The shenanigans begin when mild-mannered Englishman Arthur Dent awakens one morning to find his house is about to be bulldozed to make way for a new highway bypass. But when his friend Ford Prefect, a struggling actor whom we soon learn is an alien from Betelgeuse, shows up, Arthur finds out that’s nothing at all: the entire Earth itself is about to be demolished within minutes to make way for a new hyperspace bypass! Fortunately, Ford is an experienced hitchhiker — he’s on Earth to do research for a new edition of The Hitch Hiker’s Guide to the Galaxy, in fact — and he’s able to hitch a lift on one of the ships sent to destroy the Earth (piloted by the loathsome Vogons, creators of the third worst poetry in the universe) before the planet itself is vaporized.

The Vogons discover their unwelcome guests, and after a round of poetry torture, toss them into the void. Yet, quite improbably, they’re picked up seconds later by the Heart of Gold, a ship running on the Infinite Improbability Drive, a new engine that makes standard hyperspace travel obsolete by enabling a ship to be at all points in the universe at once, as long as you are able to calculate the exact improbability of that feat at any given instant. The Heart of Gold is piloted by Zaphod Beeblebrox, the two-headed erstwhile President of the Galaxy, and his human companion Trillian, a girl whom Arthur once unsuccessfully tried to pick up at a party in London. Zaphod has in fact stolen the ship when he was supposed to be christening it, for reasons even he is unsure of, though he senses that deep within his two brains are areas that have been locked away that he cannot access, which must hold those reasons.

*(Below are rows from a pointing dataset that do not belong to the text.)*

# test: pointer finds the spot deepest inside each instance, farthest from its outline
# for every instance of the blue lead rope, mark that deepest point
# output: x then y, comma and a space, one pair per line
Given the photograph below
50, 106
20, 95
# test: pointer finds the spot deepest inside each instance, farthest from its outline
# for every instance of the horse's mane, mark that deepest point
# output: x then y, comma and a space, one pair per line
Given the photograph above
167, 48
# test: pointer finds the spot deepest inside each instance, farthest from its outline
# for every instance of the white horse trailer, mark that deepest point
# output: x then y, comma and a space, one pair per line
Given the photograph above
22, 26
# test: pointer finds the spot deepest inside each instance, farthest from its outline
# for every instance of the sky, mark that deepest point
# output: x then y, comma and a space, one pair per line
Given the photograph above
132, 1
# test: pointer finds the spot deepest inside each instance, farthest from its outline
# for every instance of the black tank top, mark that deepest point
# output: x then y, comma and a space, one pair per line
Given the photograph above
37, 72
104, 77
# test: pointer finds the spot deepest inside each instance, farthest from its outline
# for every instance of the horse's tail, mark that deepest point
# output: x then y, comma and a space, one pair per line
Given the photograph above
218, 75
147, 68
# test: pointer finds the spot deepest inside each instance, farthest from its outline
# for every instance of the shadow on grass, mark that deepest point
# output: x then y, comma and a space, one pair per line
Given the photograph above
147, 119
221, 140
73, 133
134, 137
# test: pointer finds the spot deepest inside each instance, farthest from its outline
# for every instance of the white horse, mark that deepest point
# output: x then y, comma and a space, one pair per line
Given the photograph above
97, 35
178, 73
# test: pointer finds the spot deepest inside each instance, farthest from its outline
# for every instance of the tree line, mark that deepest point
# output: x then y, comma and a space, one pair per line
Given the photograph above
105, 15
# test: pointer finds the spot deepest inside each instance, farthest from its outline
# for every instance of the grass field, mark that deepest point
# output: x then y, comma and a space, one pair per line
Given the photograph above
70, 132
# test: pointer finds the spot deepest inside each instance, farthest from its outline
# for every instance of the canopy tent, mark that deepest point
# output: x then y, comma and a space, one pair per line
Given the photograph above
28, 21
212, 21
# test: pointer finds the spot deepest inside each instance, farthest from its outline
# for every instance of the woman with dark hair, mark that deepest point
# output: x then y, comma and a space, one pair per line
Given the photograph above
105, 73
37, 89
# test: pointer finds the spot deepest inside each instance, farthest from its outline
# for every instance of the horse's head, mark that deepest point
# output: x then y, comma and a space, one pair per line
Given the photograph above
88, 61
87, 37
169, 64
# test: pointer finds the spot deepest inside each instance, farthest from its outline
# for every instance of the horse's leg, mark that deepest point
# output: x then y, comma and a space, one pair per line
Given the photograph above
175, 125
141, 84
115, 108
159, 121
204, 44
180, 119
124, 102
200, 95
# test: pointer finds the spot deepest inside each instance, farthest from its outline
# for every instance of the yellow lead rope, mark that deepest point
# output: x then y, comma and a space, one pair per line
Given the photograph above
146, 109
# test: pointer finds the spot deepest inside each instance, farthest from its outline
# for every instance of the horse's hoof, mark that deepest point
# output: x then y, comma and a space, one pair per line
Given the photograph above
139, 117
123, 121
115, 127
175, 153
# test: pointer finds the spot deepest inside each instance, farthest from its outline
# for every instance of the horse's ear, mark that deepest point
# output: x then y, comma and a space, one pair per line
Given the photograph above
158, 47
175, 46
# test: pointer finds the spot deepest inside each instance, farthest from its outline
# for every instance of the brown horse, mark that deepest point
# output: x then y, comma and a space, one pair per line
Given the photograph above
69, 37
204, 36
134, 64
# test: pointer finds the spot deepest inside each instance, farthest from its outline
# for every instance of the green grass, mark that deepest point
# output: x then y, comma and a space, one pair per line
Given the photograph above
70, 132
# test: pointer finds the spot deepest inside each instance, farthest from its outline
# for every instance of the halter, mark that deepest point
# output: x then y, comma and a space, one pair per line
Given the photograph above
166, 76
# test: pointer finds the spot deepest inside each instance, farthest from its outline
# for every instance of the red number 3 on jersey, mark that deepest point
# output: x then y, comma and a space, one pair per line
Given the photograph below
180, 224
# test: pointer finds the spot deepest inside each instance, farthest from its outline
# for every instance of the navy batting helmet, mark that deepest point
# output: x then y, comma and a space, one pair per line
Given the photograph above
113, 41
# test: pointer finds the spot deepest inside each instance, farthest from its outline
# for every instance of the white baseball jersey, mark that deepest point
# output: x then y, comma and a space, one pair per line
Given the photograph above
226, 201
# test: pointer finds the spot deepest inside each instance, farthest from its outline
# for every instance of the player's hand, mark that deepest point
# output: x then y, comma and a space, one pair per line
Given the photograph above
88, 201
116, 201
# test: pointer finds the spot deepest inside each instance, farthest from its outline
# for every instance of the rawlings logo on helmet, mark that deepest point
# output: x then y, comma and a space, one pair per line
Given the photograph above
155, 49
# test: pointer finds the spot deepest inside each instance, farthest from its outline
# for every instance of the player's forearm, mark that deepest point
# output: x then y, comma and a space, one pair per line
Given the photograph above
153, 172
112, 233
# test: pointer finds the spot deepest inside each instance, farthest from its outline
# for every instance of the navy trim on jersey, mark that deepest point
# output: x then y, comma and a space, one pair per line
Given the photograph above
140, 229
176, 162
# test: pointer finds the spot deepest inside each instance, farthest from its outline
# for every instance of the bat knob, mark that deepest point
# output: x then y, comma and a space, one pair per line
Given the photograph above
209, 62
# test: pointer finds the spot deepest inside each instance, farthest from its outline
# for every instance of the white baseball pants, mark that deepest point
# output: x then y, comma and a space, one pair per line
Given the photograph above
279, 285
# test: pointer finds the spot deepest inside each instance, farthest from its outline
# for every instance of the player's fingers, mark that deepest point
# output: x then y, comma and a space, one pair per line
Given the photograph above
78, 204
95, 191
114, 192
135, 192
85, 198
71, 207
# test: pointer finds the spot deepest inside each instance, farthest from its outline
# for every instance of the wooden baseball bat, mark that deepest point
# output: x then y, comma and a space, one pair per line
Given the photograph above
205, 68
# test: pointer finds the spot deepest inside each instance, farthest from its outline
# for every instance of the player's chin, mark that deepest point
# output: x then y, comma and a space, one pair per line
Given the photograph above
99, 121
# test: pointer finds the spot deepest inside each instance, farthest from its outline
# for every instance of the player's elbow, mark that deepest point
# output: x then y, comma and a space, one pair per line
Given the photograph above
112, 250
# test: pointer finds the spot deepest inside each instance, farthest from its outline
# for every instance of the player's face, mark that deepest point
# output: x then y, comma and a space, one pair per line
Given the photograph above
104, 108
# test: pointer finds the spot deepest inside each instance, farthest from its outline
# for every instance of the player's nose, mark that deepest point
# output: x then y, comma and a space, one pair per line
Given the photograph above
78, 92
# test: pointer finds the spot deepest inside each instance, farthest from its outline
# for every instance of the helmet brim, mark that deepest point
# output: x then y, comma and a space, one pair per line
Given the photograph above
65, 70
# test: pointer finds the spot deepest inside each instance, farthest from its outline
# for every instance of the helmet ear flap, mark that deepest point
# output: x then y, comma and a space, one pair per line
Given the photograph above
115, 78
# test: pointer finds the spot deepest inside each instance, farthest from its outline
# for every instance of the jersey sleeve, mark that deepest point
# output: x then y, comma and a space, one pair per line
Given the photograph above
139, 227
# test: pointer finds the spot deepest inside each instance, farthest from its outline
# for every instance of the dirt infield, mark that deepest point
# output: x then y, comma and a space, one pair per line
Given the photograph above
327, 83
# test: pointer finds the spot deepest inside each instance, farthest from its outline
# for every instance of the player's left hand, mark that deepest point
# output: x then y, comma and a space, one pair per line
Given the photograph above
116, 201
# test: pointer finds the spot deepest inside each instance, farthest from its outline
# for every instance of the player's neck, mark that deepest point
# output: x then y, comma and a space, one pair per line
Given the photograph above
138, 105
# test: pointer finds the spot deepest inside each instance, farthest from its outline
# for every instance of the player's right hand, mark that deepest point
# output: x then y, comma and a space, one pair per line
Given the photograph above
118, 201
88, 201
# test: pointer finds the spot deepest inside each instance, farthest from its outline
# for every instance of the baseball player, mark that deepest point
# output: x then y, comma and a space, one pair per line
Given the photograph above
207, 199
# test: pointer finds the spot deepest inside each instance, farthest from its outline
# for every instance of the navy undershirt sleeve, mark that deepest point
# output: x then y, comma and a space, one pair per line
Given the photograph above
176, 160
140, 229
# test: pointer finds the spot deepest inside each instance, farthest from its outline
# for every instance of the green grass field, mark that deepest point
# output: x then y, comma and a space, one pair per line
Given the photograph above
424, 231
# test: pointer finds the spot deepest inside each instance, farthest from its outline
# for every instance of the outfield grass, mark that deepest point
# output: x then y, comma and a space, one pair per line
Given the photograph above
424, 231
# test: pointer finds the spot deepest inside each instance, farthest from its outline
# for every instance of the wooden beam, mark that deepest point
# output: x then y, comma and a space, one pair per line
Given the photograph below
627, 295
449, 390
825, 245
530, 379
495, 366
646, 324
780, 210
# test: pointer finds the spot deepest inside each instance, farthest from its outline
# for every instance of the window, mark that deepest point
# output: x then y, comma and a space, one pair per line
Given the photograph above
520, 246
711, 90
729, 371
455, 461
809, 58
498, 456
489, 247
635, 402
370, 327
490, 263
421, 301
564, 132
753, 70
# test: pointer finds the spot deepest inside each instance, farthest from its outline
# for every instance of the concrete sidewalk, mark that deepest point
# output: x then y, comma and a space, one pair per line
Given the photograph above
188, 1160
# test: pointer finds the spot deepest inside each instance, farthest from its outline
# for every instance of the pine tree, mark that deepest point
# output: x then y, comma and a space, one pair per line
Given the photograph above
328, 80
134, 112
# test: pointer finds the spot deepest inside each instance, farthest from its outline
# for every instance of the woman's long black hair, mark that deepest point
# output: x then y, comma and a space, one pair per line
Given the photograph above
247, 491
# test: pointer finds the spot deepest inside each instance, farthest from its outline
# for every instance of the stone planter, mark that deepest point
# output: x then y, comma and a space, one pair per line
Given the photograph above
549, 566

On top of this, there is the ultimate problem of the answer to the Great Question: the meaning of Life, the Universe, and Everything. The answer is known (and you’re not going to like it!), but no one really knows the question. This bit of silliness dovetails into a wild explanation of the nature of the Earth itself, who was really running things there, and what part Arthur might play in it all.

It’s all a big ol’ pile of delirious fun, though as I mentioned before, I personally prefer the radio show incarnation. The books change around a few plot points from the radio show, but still provide much engaging silliness for readers whose tastes permit that sort of thing. Ironically, I recently watched the TV series again and found that, for the most part, I thought it fell flat. Though it used the same cast as the radio show, translating the whole of Adams’ wacky creation from books and radio (where the audience’s imagination must be called into service to bring it all to life), to the more concrete medium of television, worked to the story’s disadvantage overall, if only because of the bargain basement production values the BBC’s miniscule budget allowed. A big-budget Hollywood adaptation was rumored for more than twenty years, and finally saw the light of day in 2005.

If you’re one of the three or four people out there who have not yet read these books, stick out your thumb, pick up The Hitchhiker's Guide to the Galaxy, and have a fun trip. And if you’re a long time fan, read them again, and remember Doug.

Followed by The Restaurant at the End of the Universe.